Lee hingegen schien es überhaupt nichts auszumachen, dass sie gerade förmlich inflagranti erwischt worden waren. Lässig saß er auf der Kante des Bettes und grinste.
„Also was machst du hier?“, fragte er jetzt an Lina gerichtet.
„Ich habe gehört, was du getan hast“, erklärte Lina und schloss die Tür hinter sich, in der sie bis dahin noch immer gestanden hatte.

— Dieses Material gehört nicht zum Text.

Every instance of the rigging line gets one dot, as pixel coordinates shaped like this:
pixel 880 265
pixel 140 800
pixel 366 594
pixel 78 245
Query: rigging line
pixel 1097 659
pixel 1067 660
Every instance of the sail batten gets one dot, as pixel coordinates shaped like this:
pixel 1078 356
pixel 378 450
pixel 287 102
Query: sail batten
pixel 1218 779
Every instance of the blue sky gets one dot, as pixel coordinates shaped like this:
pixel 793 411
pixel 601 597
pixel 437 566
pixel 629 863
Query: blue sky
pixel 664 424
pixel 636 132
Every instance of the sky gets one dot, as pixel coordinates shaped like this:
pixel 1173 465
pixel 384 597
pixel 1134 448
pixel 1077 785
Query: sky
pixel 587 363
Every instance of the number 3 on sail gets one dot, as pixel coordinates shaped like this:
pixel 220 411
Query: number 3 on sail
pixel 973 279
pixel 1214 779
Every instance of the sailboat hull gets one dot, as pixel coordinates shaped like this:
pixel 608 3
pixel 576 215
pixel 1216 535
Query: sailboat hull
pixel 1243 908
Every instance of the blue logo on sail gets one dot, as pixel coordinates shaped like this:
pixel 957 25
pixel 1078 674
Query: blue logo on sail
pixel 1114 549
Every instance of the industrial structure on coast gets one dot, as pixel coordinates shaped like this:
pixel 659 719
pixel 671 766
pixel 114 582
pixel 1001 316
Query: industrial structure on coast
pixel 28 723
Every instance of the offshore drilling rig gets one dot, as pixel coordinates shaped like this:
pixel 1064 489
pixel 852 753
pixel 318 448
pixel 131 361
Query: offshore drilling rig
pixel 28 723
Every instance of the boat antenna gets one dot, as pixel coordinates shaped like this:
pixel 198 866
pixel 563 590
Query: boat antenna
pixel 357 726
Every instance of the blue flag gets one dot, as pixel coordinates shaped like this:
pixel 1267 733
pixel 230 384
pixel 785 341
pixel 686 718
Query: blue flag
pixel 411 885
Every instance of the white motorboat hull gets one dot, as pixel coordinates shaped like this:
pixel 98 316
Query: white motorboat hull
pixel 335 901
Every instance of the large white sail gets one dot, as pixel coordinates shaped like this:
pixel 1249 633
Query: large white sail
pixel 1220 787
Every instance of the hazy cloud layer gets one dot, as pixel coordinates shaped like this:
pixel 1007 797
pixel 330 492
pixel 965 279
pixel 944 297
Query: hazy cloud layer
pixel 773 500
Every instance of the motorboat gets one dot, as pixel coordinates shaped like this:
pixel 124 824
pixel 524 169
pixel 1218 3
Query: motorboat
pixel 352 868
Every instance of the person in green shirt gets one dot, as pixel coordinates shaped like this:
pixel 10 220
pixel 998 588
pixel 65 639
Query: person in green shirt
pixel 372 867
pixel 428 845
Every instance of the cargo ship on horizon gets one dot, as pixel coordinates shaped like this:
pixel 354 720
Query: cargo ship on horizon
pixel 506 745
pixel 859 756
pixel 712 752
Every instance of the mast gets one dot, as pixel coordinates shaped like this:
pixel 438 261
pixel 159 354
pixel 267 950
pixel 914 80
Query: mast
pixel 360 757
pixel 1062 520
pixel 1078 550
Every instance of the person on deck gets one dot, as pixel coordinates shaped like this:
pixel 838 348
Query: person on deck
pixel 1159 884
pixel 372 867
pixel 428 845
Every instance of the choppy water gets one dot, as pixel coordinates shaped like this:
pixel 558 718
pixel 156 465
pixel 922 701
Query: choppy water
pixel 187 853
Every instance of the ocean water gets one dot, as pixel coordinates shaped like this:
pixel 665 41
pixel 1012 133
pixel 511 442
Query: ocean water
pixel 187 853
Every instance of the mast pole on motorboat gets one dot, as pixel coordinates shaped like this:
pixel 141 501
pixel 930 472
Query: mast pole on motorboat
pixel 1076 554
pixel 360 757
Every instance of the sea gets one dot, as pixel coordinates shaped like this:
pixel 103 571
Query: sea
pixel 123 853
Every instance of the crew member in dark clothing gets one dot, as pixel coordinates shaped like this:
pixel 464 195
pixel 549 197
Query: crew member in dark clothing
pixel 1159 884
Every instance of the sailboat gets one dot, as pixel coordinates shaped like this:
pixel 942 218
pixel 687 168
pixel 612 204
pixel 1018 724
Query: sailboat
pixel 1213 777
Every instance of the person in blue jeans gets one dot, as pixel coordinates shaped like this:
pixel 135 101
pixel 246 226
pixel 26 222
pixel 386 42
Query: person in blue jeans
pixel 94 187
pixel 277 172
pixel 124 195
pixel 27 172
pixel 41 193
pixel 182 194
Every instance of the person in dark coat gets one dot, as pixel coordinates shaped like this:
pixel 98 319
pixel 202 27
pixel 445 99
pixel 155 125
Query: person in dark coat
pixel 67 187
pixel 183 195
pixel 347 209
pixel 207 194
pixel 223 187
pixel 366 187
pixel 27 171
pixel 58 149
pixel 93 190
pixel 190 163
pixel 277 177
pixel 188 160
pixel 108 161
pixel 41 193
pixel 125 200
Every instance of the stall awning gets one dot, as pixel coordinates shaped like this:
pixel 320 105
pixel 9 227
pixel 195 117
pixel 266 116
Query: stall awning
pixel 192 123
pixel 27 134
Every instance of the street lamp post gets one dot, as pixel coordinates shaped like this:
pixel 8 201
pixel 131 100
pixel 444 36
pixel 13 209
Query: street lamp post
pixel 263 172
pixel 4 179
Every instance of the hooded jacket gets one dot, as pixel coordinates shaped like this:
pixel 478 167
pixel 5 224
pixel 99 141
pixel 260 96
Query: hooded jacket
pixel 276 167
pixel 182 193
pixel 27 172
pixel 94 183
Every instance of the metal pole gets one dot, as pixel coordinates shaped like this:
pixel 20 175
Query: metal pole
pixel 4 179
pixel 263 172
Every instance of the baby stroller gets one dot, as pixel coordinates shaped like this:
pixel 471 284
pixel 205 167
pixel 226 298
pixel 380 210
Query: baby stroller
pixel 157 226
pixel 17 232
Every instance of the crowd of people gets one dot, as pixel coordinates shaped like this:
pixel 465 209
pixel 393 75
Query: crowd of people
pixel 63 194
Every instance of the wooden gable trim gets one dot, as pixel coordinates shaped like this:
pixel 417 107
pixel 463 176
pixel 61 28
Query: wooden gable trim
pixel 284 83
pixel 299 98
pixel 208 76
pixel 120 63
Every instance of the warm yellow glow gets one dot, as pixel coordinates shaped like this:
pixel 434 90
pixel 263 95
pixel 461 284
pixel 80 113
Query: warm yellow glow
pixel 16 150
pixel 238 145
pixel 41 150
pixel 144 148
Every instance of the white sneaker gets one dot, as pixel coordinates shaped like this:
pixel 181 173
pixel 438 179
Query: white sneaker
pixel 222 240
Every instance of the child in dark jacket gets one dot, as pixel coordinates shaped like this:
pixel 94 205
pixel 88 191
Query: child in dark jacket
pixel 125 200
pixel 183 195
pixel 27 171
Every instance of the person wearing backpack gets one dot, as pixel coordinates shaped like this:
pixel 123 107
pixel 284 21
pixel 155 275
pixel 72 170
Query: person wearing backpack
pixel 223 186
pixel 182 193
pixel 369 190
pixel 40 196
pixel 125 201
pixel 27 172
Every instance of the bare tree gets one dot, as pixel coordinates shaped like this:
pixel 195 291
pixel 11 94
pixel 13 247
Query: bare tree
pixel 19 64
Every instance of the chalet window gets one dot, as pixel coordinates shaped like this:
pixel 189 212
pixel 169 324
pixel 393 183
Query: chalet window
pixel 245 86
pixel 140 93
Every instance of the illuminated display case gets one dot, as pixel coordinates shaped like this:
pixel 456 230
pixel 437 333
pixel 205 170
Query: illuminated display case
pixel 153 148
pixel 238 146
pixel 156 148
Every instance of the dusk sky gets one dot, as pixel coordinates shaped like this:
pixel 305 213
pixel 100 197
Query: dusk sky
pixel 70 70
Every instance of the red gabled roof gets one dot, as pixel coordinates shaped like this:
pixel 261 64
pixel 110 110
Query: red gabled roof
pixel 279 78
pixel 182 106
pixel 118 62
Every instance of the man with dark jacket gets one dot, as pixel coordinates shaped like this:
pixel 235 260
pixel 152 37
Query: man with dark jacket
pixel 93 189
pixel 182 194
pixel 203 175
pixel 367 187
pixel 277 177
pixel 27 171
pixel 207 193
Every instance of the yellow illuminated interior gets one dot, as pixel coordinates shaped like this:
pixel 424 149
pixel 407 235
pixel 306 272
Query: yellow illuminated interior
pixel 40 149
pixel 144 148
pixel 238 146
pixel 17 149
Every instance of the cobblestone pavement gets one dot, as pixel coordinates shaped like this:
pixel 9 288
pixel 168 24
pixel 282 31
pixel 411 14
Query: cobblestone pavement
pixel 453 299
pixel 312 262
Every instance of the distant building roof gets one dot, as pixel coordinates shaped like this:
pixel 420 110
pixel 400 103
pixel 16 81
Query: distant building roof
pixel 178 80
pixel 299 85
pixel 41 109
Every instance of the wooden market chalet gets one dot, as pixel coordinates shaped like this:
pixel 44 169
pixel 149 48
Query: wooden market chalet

„Achja?“ Lee zog eine Augenbraue nach oben. „Was habe ich denn getan?“
„Du hast sie gewandelt.“ Lee deutete mit einem Nicken ihres Kopfes auf Ray und Lee schnappte überrascht nach Luft. „Woher weißt du das? Ich habe es niemandem erzählt.“
Ray nagte unsicher auf ihrer Unterlippe herum. Irgendwie kam sie sich hier gerade etwas fehl am Platz vor.
„Leander“, meinte Lina mit einem Kopfschütteln. „Ich bin eine Hexe, ich weiß alles, was zu wissen wichtig ist.“
Nun wurde Ray doch hellhörig. Eine Hexe?
Sie schluckte. Sie war noch nicht vielen Hexen begegnet, aber sie wusste, dass diese Frauen und wenigen Männer, die die Zauberei beherrschten, sich für etwas Besseres hielten und darum nur selten ihr Wissen mit irgendwem teilten. Dummerweise war ihre Überheblichkeit sogar berechtigt, denn häufig waren Hexen wirklich sehr mächtig und konnten sowohl einen Dämon als auch einen Vampir mit einem einfachen Fingerschnippen ausschalten.
Lina kam nun geradewegs auf Ray zu und streckte ihr die Hand entgegen. „Also noch einmal ganz offiziell“, sagte sie. „Ich bin Lina.“
„Ray“, nannte Ray ihren Namen und erwiderte die Geste der Begrüßung.
„Raisa, Rose, Ray. Ich weiß, ich weiß“, erwiderte Lina mit einem verschmitzten Lächeln und drückte ihre Hand.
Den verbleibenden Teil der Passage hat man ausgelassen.